2. QC Filtering

1. Background
2. Produce input data
2. Individual call rate
3. Marker metrics and filtering
- 3.1 Calculate genotype counts, call rate and maf
- 3.2 Call Rate

1. Background

In the file 1_DataPrep_Stacks I produced a catalogue of loci from raw fastQ files for all Litoria serrata/L. myola samples we have sequences thus far.

Here I will assess the Henrietta Creek (HC) linkage family presented in the paper, looking at quality metrics for the different markers. I will then filter both individuals and markers by Call Rate, and then filter markers by MAF.

2. Produce input data

The first necessary step is to export family specific data from the catalog. I do this using the populations module of stacks, ran within the script 3_5_populations_linMap.sh.

#!/bin/bash

#PBS -N populations-array
#PBS -l ncpus=20
#PBS -l mem=10g

##### Change Directory #####
cd ~/ProjectDirectory/1_DataPrep

##### Load stacks #####
module load stacks/2.55

log_file=3_5_populations_linMap_HC.oe
files_dir=3_calling/1_ustacks/
out_dir=3_calling/2_outputs/LM_HC

##### run populations #####
populations -P $files_dir -M 0_metadata/3_5_popfile_linMap_HC --out-path $out_dir -t 20 -R 0.5 --min-maf 0.02 --v

Here, the populations command retains only markers present in more than 50% of samples, and with a minor allele frequency larger than 0.02, or 2% (i.e., the minor allele has to be present in at least 2% of samples.)

For the HC family we removed markers where the minor allele was present in less than 7-13 individuals (317 individuals total, 634 alleles).

Note that the range depends on whether the minor allele is present only as homozygote genotypes (lower bound, 14 counts for the rare allele in 7 individuals) or only in heterozygote genotypes (upper bound, 14 count for the rare allele in 14 individuals).

I then submitted the job with:

qsub -v "FAM=HC" ./0_scripts/3_5_populations_linMap.sh

Then I want to export to filter further, to retain only bi-allelic alleles, and markers with mean read depth between 7 and 50, as well as silencing individual genotype calls outside these bounds.

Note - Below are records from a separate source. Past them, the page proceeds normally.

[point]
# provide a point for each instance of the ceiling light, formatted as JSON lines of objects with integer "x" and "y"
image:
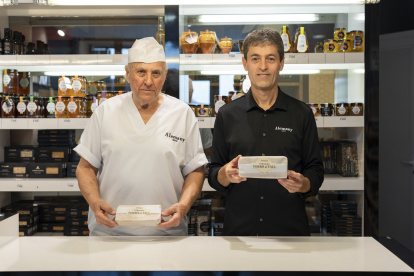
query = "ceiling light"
{"x": 258, "y": 18}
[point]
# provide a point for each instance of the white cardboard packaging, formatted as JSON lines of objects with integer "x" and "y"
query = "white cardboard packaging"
{"x": 263, "y": 167}
{"x": 138, "y": 215}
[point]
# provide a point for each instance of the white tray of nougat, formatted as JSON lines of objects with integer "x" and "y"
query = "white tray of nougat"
{"x": 138, "y": 215}
{"x": 271, "y": 167}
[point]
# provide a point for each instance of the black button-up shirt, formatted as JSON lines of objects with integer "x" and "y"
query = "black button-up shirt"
{"x": 263, "y": 206}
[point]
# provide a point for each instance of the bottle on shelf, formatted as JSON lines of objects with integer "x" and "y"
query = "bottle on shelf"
{"x": 160, "y": 34}
{"x": 287, "y": 40}
{"x": 7, "y": 108}
{"x": 60, "y": 108}
{"x": 21, "y": 108}
{"x": 24, "y": 83}
{"x": 302, "y": 42}
{"x": 8, "y": 43}
{"x": 50, "y": 108}
{"x": 32, "y": 110}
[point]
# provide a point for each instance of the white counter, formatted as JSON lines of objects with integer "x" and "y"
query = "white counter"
{"x": 198, "y": 254}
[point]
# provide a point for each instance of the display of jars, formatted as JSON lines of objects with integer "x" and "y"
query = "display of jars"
{"x": 10, "y": 81}
{"x": 225, "y": 45}
{"x": 188, "y": 42}
{"x": 207, "y": 40}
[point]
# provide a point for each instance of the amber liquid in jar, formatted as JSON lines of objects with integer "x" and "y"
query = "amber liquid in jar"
{"x": 24, "y": 83}
{"x": 7, "y": 107}
{"x": 10, "y": 81}
{"x": 60, "y": 107}
{"x": 21, "y": 108}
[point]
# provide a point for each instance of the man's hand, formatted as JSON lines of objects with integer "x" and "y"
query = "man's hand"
{"x": 295, "y": 183}
{"x": 176, "y": 213}
{"x": 229, "y": 173}
{"x": 102, "y": 210}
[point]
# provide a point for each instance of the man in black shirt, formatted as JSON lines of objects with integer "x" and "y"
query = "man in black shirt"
{"x": 266, "y": 122}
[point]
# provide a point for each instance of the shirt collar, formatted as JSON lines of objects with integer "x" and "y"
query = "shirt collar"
{"x": 281, "y": 101}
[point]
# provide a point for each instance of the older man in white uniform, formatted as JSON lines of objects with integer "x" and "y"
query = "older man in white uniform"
{"x": 147, "y": 149}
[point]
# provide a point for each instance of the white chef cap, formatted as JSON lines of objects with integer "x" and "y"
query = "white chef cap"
{"x": 146, "y": 50}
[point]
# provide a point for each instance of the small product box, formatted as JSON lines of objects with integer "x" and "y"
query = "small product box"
{"x": 52, "y": 154}
{"x": 138, "y": 215}
{"x": 47, "y": 170}
{"x": 263, "y": 167}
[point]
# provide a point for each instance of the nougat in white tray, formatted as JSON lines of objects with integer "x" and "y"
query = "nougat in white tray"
{"x": 138, "y": 215}
{"x": 263, "y": 166}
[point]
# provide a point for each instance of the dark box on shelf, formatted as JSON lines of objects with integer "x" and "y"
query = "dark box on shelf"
{"x": 76, "y": 231}
{"x": 47, "y": 170}
{"x": 71, "y": 169}
{"x": 51, "y": 227}
{"x": 52, "y": 154}
{"x": 16, "y": 170}
{"x": 346, "y": 158}
{"x": 19, "y": 154}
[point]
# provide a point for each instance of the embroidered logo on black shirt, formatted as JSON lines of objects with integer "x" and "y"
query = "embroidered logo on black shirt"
{"x": 174, "y": 138}
{"x": 283, "y": 129}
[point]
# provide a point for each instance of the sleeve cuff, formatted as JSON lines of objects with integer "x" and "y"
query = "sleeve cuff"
{"x": 88, "y": 156}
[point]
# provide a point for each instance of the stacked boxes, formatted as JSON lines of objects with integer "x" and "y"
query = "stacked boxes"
{"x": 28, "y": 216}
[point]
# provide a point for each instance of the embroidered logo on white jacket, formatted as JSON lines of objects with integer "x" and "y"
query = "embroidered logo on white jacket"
{"x": 174, "y": 138}
{"x": 283, "y": 129}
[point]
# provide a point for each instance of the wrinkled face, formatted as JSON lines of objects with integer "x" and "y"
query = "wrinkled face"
{"x": 146, "y": 80}
{"x": 263, "y": 66}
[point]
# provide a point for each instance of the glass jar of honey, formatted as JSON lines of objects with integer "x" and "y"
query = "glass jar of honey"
{"x": 8, "y": 107}
{"x": 64, "y": 87}
{"x": 344, "y": 46}
{"x": 357, "y": 40}
{"x": 339, "y": 33}
{"x": 342, "y": 109}
{"x": 315, "y": 109}
{"x": 60, "y": 106}
{"x": 330, "y": 46}
{"x": 21, "y": 107}
{"x": 326, "y": 109}
{"x": 10, "y": 81}
{"x": 356, "y": 109}
{"x": 319, "y": 47}
{"x": 24, "y": 83}
{"x": 32, "y": 109}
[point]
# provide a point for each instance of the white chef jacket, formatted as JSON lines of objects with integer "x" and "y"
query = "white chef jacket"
{"x": 141, "y": 164}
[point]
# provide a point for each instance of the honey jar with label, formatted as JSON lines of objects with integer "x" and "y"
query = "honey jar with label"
{"x": 60, "y": 106}
{"x": 342, "y": 109}
{"x": 330, "y": 46}
{"x": 326, "y": 109}
{"x": 315, "y": 109}
{"x": 339, "y": 33}
{"x": 21, "y": 108}
{"x": 10, "y": 81}
{"x": 24, "y": 83}
{"x": 344, "y": 46}
{"x": 357, "y": 40}
{"x": 356, "y": 109}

I do so with vcftools with the following script

#!/bin/bash

#PBS -N vcftools-filtering
#PBS -l ncpus=1
#PBS -l mem=10g

##### Change Directory #####
cd ~/ProjectDirectory/1_DataPrep

##### Load vcftools #####
##### note, you need to load conda and then activate the vcftools environment 
module load conda3
source $CONDA_PROF/conda.sh
conda activate vcftools-0.1.16
module load vcftools

log_file=3_6_vcftools_LM_HC.oe
files_dir=./3_calling/2_outputs/LM_HC

##### run vcftools #####
vcftools --vcf $files_dir/populations.snps.vcf --out $files_dir/3_6_vcftools_HC --min-alleles 2 --max-alleles 2 --min-meanDP 5 --max-meanDP 50 --minDP 5 --maxDP 50  --012 &> 0_logfiles/$log_file

Submitted with the command:

qsub -v "FAM=HC" 0_scripts/3_6_vcftools_LM.sh

The -v "FAM=HC" part is required as I prepared these scripts to work with more families not presented in this study.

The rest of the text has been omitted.